Вода подошла к самому зимовью, незатопленным остался небольшой кружок под избенкой. Большой Сень вспомнил по этому случаю старинную остяцкую сказку:
«Родился Енисей рекой и жил так, пока был молод и глуп. А вырос, огляделся и стало ему обидно: вся вода и весь простор отданы океану. Поднялся Енисей на небо к дедушке богов Ному и сказал:
— Ты, однако, редко взглядываешь на землю.
— Только и делаю, что гляжу.
— А там большие непорядки. Я вот не отдыхал от самого рожденья, работаю вечно: и водой, и льдом, и снегом, и туманом. А вижу одни обиды, вся моя сила уходит в океан, он от моей силы пухнет, а я вытянулся в ниточку.
— Ладно, награжу тебя за работу хорошим отдыхом, — сказал Ном. — Иди, будешь стоять озером.
А Енисей ему:
— Не надо мне награды, не отнимай только мое, мою воду.
— Твое — всегда твое. Ном не отнимал и волоса чужого.
Вернулся Енисей на землю и давай работать пуще прежнего. Прошел год, другой. Все было как надо, с земли на небо аккуратно поднимались молитвы: „Слава великому Ному, слава!“ И вдруг в один день все затихло. Повернулся Ном к земле, поглядел туда-сюда, а на земле ничего нету — ни тайги, ни гор, ни людей, чисто, одна вода.
Рассердился Ном, крикнул:
— Эй, кто там затопил всю мою землю? Иди сюда!

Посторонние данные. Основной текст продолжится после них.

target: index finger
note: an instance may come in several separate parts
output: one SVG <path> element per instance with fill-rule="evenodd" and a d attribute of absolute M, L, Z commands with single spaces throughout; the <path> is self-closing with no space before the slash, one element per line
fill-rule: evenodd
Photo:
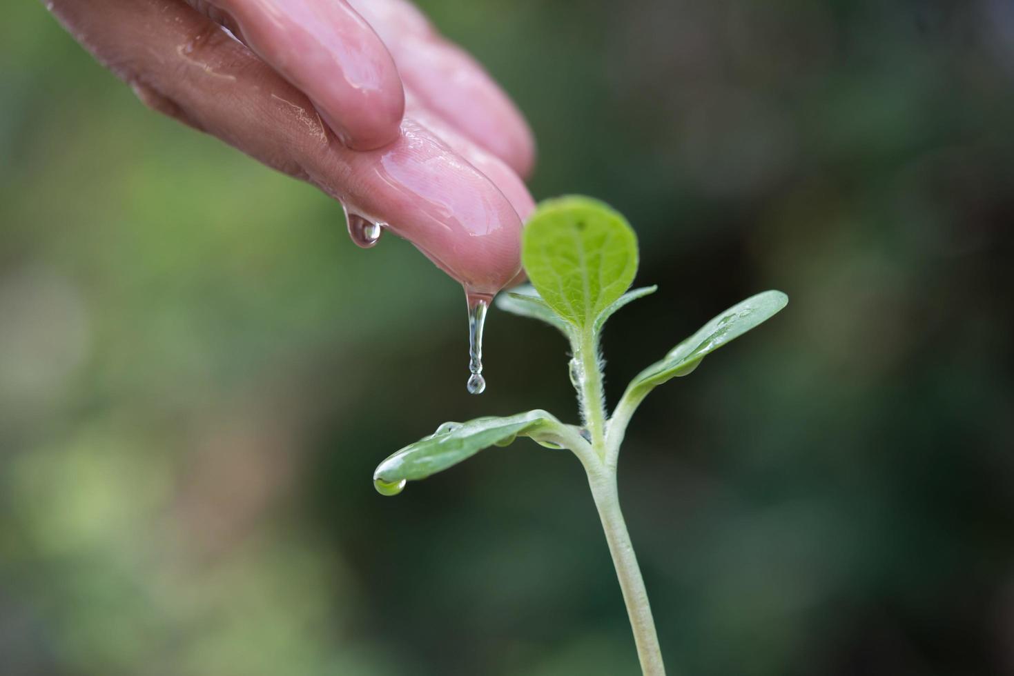
<path fill-rule="evenodd" d="M 192 1 L 196 3 L 205 4 Z M 210 4 L 239 29 L 250 50 L 313 101 L 345 145 L 371 150 L 397 138 L 405 115 L 397 68 L 373 28 L 346 0 Z"/>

Приходит Енисей, не река — океан.
— Как ты смел?! — закричал на него великий Ном.
— Я, дедушка, по твоему решенью. Не ты ли сказал: „Твое — всегда твое“. Вспомни!
Вспомнил Ном, притих.
— Это я сдуру сказал, не подумавши.
Начали толковать, как дальше быть: Ному нельзя без молитв, зачахнет, и Енисею быть рекой обидно. Ном говорит: „Можешь быть первой рекой в мире“. А Енисей: „Буду чем могу“.
Долго спорили. Тем временем на земле народились новые люди, стали работать. Пожалел их Енисей, сам работником был, и решился:
— Ладно, стану рекой. А раз в году, запомни, дедушка, буду делаться океаном и зваться буду „братом океана“».